Tentative list of topics:
Getting to know each other. Overview of the course. PCS (workflow and documentation) as the guiding framework for the course, where PCS stands for predictability, computability and stability. (Aug.
- Aug. 30: Lab 0 assigned
PCS: reality check and stability through appropriate data and algorithm perturbations. Domain question to answer (often about the future), Relevant data collection and cleaning, EDA. (Sept. 3, 5)
- Sept. 6: Lab 0 due (midnight); Lab 1 assigned (on ER PECARN data cleaning)
Video Guest Lecture by Aaron Kornblith (UCSF) on data collection case study 1 (pediatric ER); The ER PECARN data problem will be investigated throughout the semester in the labs. Unsupervised learning (clustering): reality-check and stability consideration through appropriate data and algorithm perturbations. (Sept. 10, 12)
Unsupervised learning (PCA, NMF, and audo-encoder) and prediction problems: reality-check and stability consideration through appropriate data and algorithm perturbations. (Sept. 17, 19)
- Sept. 20: Lab 1 due (midnight); Lab 1 peer review assigned; Lab 2 assigned (on clustering linguistic data)
Least Squares (LS). 3-way data split: test set as best proxy for future data. Cross validation.
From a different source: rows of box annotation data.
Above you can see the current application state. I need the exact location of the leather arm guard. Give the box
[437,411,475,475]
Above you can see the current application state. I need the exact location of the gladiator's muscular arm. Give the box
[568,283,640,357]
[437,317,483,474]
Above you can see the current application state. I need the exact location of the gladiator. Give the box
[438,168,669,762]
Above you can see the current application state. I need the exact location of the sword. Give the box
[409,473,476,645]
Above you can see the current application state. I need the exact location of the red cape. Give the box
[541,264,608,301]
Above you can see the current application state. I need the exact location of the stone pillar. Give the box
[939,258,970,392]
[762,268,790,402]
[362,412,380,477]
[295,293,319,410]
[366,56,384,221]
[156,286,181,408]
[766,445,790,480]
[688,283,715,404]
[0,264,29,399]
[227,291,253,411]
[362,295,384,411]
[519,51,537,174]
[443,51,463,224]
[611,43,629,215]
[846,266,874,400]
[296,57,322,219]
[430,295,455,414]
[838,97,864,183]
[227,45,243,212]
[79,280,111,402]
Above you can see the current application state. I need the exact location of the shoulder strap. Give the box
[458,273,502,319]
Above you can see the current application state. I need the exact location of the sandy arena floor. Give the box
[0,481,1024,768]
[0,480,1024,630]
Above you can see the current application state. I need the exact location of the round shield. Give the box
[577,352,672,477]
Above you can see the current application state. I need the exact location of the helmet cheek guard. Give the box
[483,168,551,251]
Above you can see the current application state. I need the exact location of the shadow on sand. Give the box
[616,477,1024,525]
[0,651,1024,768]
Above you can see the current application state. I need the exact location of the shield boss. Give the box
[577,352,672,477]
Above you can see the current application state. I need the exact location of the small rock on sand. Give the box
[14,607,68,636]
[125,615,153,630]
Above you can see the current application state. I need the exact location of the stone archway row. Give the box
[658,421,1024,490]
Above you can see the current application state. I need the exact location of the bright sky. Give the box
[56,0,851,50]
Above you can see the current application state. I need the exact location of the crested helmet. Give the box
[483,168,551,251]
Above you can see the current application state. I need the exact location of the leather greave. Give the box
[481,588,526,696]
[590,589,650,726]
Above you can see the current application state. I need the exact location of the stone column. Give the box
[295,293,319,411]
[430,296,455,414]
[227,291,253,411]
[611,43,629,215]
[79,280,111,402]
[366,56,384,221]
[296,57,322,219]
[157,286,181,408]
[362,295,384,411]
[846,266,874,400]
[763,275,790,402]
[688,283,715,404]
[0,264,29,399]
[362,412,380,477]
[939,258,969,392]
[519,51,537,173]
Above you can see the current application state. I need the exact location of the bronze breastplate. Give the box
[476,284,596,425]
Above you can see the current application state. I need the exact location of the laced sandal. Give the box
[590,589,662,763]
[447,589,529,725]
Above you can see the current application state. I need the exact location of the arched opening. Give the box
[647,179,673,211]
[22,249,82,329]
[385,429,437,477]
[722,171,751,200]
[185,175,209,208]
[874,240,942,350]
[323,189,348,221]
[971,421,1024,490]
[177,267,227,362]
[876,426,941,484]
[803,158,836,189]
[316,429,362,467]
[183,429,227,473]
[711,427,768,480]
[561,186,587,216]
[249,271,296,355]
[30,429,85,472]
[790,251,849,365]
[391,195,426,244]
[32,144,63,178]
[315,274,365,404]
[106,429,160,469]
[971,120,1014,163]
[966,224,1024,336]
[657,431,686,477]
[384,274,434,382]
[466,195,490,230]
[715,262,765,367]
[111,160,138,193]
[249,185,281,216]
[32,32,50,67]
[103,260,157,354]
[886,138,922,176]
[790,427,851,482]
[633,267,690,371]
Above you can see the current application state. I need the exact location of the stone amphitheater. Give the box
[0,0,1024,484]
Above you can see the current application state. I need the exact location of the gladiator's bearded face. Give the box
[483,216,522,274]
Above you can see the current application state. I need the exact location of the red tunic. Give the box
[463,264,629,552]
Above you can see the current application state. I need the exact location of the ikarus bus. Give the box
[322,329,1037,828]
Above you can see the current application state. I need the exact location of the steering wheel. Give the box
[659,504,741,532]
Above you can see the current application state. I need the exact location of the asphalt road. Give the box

Regularized LS: model selection, forward selection, L2boosting, (Sept. 24 (zoom lecture by Bin), 26 (video lecture by Stark on data collection regarding election auditing))
- Sept. 27: Lab 1 peer review due (midnight)
Lasso and Ridge. (Oct. 1, 3)
- Oct. 4: Lab 2 due (midnight); Lab 2 peer review assigned; Lab 3 assigned (computing and evaluating the stability of k-means)
Weighted LS. Binary classification through WLS and logistic algorithm. Prediction with uncertainty measures. Calibration and evaluation or scrutiny of results. Sources of randomness. Simple random sampling. Density estimation and generative DL (Oct. 8, 10)
- Oct. 11: Lab 2 peer review due (midnight)
EM, Neyman-Rubin model for A/B testing, and linear regression models (Oct. 15, 17)
- Oct. 18: Lab 3 due (midnight); Lab 3 peer review assigned;
Logistic Regression Model and review. (Oct. 22)
Midterm Oct. 24 (in class) (Bin will be on travel)
- Oct. 25: Lab 3 peer review due (midnight); Lab 4 assigned (group project)
Exponential family. GLMS, IRWLS, model checking through calibration.(Oct. 29, Oct. 31)
Drawing conclusions from linear regression and logistic regression models through data and algorithm perturbations (or PCS inference). Interpretation of data results. Hypothesis testing, sequential testing, and multiple hypothesis testing. (Nov. 5, 7).
- Nov. 15: Lab 4 Due (midnight); Lab 4 peer review assigned; Final project assigned
Supervised DL and other advanced topics (RF, Kernel methods)(Nov. 12, 24)
AIC/BIC, e-L2boosting, Lasso theory; tree-based methods (Nov. 19,
- Nov. 22: Lab 4 peer review due (midnight)
Interpretable ML; Kernel methods (Nov. 22, lecture + lab)
PCS revisited (Nov. 26)
Last Lecture (Guest Lecture) Dec. 3 Tuesday; No lecture on Thursday. Dec. 6 Friday Last lab session
No in-class final exam, but there is a final project.
Final Project Due: Dec. 13 (midnight).